Ya'll can give your weapon a little extra touch of style by give'in the stampings a slick paint job.

So easy even a PT member can do it.LOL.

First--- clean the area to be painted of oil or grease. Then put a bit of good paint like Rustolem in a jar lid or some kind of open top container that's easy to get your fingers down into. Next--- take a tooth pick and dip the end of it into the paint so a small drop of paint clings to it. Carefully spread the paint into the stamped numbers and letters on the weapon till the steel has a good covering.

Don't be put'in a lot of paint on the tooth pick--- a little bit really spreads out.

Heres a pic of my AR I did a few seasons ago.

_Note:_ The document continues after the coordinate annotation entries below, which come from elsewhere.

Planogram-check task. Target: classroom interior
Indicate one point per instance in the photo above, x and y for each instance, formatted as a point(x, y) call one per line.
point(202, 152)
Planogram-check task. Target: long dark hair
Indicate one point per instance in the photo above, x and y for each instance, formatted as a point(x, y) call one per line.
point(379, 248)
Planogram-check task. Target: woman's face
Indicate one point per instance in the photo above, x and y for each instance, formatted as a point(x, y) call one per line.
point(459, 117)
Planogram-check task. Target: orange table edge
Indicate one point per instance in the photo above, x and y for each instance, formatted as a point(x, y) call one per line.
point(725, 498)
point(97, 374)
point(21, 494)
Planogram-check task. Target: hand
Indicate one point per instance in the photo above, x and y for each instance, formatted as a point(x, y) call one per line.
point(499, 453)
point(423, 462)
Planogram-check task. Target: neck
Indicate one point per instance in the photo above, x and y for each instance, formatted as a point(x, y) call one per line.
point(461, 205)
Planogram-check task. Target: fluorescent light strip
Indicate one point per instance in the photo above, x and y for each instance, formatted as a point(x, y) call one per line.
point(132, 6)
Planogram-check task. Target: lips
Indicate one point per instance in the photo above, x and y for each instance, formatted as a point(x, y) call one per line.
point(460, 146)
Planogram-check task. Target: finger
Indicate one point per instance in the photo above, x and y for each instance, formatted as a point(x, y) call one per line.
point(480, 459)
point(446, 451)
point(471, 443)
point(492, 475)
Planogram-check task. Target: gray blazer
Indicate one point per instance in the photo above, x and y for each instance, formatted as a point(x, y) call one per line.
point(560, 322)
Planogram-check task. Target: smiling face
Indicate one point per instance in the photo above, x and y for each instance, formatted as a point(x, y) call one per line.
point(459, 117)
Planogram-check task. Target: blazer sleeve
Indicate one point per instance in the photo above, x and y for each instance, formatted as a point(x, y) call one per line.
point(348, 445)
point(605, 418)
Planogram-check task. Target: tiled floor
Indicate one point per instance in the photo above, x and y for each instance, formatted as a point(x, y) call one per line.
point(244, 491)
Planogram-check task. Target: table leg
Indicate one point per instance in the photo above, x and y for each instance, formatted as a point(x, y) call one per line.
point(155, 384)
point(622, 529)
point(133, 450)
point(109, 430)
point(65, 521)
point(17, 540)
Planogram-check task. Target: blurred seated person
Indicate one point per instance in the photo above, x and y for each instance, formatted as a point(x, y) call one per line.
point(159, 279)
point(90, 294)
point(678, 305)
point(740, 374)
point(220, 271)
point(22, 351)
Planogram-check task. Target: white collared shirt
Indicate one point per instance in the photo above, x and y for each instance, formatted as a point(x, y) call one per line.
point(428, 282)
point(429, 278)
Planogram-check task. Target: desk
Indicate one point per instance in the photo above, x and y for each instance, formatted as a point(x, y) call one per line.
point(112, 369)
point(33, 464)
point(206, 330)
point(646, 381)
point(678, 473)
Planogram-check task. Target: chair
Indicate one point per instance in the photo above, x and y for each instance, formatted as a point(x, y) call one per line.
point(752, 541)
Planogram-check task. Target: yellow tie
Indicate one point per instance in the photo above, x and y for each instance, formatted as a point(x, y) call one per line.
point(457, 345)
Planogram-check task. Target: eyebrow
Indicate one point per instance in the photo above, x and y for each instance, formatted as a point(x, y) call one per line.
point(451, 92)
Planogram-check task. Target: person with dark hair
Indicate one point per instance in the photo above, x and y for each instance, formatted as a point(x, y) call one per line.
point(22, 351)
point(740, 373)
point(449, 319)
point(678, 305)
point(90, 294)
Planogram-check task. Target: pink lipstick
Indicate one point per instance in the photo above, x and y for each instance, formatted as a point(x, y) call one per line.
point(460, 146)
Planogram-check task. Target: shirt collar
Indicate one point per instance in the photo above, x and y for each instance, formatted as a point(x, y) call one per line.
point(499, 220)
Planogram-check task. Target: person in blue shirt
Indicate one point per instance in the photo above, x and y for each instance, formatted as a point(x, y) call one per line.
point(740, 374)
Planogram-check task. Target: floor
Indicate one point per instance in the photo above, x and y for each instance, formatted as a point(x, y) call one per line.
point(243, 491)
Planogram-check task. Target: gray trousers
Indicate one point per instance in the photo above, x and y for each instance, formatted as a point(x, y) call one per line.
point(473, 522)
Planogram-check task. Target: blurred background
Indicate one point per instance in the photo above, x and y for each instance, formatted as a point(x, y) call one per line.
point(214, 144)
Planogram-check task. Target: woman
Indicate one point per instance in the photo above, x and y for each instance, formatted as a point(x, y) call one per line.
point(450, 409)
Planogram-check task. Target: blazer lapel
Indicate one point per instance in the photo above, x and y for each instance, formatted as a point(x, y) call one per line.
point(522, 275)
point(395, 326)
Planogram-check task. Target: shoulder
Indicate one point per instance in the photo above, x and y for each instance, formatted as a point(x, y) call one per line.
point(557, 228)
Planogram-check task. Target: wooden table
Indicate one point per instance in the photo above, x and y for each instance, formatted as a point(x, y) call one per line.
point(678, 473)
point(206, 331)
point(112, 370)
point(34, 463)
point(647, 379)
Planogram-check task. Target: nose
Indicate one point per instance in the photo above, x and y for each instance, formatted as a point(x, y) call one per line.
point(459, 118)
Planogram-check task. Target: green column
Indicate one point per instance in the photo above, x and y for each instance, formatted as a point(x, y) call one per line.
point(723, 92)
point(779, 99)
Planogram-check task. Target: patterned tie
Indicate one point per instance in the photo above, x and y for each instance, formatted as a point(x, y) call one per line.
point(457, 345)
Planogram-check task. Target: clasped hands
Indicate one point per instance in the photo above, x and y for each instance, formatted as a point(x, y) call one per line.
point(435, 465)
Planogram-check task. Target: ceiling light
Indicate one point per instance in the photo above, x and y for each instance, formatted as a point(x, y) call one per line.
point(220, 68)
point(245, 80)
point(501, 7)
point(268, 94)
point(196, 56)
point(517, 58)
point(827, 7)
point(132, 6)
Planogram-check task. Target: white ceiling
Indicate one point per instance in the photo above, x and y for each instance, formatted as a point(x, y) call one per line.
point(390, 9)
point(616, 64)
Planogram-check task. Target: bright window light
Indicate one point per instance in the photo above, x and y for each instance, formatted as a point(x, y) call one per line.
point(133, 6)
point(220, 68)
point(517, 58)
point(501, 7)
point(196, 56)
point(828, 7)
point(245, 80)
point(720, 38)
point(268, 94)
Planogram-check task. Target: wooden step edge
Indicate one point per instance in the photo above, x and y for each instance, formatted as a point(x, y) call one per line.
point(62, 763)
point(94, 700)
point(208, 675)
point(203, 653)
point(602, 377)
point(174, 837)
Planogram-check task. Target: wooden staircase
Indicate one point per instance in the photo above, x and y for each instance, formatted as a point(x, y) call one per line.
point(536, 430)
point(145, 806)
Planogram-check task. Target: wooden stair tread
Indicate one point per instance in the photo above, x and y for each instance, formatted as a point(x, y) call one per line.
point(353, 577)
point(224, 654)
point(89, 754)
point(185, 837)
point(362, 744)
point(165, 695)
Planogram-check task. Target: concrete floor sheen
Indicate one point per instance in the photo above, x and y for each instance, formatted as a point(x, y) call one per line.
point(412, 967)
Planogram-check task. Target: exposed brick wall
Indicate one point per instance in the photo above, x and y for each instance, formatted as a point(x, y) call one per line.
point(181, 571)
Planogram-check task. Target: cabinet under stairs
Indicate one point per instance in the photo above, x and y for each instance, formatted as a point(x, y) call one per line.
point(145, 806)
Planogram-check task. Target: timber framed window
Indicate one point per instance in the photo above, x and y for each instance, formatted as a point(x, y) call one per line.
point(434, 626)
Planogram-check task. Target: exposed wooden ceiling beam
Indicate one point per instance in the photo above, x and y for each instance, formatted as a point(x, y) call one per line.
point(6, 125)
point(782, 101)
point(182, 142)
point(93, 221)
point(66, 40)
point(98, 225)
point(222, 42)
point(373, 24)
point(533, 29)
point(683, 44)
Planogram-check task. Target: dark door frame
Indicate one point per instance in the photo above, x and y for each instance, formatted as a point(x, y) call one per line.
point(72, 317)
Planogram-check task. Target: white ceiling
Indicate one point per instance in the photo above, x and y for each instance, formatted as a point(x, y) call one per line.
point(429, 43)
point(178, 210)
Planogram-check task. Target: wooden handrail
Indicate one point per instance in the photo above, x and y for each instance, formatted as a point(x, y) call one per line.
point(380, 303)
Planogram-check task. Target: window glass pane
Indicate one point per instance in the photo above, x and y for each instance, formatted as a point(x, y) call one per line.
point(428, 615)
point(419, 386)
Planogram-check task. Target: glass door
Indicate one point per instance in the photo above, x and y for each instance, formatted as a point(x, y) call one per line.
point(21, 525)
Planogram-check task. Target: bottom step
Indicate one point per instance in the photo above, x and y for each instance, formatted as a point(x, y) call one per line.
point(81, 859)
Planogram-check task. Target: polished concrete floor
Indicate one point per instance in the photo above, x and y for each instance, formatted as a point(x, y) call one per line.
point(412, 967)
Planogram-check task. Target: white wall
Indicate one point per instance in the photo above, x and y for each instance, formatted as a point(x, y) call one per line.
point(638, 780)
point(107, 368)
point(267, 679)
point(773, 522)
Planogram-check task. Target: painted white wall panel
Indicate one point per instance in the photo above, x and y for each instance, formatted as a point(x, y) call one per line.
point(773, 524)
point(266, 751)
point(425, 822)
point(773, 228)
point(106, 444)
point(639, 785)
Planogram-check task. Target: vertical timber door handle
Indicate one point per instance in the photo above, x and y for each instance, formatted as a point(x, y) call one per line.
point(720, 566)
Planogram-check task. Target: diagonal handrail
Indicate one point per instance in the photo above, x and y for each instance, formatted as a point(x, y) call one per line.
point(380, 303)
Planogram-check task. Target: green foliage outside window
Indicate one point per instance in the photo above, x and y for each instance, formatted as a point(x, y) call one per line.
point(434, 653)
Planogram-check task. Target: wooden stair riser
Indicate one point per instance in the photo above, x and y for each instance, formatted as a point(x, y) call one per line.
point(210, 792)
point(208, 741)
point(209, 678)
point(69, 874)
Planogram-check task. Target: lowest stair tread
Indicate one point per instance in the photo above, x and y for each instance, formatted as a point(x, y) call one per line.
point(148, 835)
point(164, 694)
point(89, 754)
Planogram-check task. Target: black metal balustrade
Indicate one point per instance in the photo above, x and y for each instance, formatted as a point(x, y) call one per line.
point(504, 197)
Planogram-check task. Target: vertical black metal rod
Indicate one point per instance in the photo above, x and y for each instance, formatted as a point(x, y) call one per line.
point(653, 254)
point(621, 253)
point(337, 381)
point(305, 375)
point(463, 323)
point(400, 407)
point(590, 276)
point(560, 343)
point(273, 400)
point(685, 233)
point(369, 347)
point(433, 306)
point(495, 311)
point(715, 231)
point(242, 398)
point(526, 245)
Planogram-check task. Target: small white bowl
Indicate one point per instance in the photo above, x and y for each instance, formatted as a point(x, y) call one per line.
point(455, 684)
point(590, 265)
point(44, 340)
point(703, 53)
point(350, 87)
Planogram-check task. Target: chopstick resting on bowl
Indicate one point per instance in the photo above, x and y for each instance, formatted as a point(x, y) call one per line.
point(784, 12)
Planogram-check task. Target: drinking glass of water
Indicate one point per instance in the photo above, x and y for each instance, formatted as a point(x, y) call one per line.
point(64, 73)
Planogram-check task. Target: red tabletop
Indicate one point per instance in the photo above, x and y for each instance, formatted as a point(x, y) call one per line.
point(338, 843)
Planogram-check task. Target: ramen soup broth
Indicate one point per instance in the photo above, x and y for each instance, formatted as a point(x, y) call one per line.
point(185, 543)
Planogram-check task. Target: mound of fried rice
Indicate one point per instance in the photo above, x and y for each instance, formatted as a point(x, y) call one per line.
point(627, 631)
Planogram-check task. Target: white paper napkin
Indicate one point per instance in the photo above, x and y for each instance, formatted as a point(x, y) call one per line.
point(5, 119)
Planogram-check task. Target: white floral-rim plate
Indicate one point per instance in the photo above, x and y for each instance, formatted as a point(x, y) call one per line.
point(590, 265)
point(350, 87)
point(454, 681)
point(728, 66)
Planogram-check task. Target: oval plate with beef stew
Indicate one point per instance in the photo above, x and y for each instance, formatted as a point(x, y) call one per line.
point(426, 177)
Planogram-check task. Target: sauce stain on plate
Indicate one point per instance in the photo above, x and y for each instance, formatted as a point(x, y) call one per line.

P.S.--- If ya screw up the first time--- wipe the paint off with a clean rag and try it again.lol.--- you'll get the hang of it.

awprint:


----------



## bar-d (Feb 3, 2010)

Looks good cat.

:hunter:


----------



## youngdon (Mar 10, 2010)

Nice work Cat.


----------



## glenway (Mar 27, 2011)

Nice touch. Hmmmm. Maybe some gold leaf for some extra pop.


----------



## Ruger (Jan 22, 2011)

Nice!!!!


----------



## dwtrees (Mar 5, 2012)

Thats a cool way to dress up your gun. Gold leaf would be really cool too. Might have to try that some day.


----------



## 220swift (Mar 2, 2011)

Very nice touch Cat!!!!!


----------